Annotated sequences for the twelve completely sequenced iridovirus genomes (Table 1) were obtained from GenBank files and imported into the Viral Orthologous Clusters (VOCs) database [15]. Species from the same genus were examined using VOCs to identify all of the orthologous genes. The analysis then focused on the differences found between genomes within the same genus. For those genomes that contained co-linear arrangements of genes (those in the Ranavirus and Megalocytivirus genera), we compared those regions containing annotated ORFs. If more than two sequenced genomes were available for a given genus, and the ORF was present in at least two of the genomes, then we set out to determine if that ORF was also present in the remainder of the genomes. By this method, we were able to re-annotate small segments of each genome without needing to re-analyse the entire genome. The Viral Genome Organizer (VGO) software [16] was used to visualize the annotated ORFs, as well as the start and stop codons found within each genome.

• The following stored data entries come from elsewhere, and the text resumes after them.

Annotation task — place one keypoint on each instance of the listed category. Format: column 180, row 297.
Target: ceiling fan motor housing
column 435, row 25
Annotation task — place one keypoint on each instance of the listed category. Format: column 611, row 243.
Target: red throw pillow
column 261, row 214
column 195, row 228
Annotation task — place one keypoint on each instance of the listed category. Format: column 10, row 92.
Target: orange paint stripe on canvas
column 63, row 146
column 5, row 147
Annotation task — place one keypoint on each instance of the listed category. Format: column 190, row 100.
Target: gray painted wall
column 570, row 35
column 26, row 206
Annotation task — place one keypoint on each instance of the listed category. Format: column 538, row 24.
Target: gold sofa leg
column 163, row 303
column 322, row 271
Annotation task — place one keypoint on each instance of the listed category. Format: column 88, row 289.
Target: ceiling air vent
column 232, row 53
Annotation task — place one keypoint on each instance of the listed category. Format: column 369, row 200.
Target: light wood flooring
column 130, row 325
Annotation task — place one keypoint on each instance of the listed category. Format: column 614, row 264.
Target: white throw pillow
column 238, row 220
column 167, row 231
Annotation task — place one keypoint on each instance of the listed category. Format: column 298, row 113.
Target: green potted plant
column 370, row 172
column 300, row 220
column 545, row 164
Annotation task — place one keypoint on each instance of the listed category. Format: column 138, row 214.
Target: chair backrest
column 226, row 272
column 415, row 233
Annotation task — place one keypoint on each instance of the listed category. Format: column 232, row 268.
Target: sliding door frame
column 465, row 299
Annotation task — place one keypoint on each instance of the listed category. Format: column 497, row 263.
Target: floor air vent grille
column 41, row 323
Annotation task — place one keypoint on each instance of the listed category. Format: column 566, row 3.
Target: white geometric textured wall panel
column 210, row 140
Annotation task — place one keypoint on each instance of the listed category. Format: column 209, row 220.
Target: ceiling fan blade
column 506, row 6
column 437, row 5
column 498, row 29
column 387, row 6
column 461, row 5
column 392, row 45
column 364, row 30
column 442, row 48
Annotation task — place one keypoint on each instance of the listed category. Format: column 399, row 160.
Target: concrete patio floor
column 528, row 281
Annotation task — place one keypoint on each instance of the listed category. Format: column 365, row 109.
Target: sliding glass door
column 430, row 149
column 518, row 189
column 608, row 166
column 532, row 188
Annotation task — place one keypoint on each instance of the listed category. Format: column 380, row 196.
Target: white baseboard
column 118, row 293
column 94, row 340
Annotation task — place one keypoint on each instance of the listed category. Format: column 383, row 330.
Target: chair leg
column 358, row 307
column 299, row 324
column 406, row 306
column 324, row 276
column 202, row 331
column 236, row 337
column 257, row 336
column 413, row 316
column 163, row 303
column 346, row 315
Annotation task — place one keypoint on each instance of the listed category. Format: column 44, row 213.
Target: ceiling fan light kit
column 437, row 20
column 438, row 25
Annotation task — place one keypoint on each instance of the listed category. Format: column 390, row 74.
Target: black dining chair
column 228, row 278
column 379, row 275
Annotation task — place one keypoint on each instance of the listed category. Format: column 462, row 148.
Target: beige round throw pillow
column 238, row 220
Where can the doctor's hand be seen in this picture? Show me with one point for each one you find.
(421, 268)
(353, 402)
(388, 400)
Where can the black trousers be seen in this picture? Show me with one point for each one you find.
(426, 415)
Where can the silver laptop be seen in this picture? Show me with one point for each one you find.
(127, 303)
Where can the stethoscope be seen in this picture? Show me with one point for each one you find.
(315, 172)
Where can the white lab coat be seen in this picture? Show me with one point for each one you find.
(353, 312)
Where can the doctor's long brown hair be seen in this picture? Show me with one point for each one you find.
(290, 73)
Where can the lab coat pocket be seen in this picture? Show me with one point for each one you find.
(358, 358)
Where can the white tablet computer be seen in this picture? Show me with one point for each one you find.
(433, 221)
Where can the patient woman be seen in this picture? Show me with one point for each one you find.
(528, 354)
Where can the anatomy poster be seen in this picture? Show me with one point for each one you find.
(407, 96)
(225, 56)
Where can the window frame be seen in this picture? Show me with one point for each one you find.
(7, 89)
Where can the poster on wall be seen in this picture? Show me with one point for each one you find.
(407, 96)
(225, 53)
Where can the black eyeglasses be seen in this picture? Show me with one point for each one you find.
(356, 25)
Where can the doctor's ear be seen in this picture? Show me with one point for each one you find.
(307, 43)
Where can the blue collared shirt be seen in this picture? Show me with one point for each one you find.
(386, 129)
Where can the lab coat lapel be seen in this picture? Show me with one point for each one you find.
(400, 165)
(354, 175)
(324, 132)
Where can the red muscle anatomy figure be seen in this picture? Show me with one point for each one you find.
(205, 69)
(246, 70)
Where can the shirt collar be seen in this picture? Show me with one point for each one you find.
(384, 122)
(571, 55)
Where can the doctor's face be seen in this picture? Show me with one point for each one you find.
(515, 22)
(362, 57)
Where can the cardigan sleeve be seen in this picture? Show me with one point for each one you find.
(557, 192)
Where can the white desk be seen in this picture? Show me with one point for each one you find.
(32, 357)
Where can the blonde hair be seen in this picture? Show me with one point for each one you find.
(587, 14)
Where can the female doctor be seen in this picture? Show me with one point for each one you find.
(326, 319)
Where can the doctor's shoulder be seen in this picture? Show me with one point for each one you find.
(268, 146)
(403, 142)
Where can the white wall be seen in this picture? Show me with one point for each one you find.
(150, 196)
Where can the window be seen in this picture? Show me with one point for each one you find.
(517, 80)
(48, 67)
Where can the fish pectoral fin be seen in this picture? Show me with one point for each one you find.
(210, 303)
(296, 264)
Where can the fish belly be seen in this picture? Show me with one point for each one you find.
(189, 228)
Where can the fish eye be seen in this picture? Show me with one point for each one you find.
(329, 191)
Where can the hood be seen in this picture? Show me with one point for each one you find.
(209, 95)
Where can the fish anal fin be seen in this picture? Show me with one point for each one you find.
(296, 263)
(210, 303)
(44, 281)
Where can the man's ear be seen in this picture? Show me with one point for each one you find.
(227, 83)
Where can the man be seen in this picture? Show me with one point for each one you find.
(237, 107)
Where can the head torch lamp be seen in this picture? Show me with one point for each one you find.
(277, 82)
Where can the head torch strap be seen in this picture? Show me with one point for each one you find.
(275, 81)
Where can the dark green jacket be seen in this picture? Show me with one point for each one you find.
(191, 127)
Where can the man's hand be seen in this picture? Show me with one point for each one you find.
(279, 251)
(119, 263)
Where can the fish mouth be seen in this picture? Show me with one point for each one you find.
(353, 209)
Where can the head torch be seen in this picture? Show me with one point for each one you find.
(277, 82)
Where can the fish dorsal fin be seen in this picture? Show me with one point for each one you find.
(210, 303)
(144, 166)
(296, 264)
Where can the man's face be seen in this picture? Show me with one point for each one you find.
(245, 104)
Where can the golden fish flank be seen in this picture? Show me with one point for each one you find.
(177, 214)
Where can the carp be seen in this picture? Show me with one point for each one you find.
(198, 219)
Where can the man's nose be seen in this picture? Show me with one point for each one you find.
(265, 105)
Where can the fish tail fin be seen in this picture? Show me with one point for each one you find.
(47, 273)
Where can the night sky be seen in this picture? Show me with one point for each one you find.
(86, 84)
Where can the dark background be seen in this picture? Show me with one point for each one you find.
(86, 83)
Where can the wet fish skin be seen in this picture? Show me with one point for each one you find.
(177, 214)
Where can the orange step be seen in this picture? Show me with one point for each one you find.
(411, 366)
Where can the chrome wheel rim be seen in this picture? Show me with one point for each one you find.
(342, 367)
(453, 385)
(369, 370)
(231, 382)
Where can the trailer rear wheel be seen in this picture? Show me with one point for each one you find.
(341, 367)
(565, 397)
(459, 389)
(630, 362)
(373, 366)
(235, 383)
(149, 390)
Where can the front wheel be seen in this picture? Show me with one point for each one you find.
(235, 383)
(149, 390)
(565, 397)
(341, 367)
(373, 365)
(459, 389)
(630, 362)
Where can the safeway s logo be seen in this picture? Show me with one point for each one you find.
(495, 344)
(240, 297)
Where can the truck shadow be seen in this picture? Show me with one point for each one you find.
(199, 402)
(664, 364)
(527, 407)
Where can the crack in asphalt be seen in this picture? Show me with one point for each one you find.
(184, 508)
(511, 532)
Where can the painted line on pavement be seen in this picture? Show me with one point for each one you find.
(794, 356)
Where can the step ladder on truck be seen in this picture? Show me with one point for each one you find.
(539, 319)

Analysis of orthologous genes

We used a combination of BLAST searches and queries using the VOCs software [32] to define orthologous genes between Iridoviridae genera. VOCs is a JAVA client-server that accesses a sequence query language (SQL) database containing iridovirus genomes. This SQL database permits complex queries to be assembled in an easy to use graphical user interface. VOCs initially groups orthologous genes into families based on BLASTP scores, these can be manually checked and altered if necessary.

Dotplot analysis

Dotplots of FV3 and GIV were done using JDotter [33]. JDotter provides an interactive input window that links JDotter to the VOCs database. The sequences for the FV3 and GIV were obtained through the VOCs database.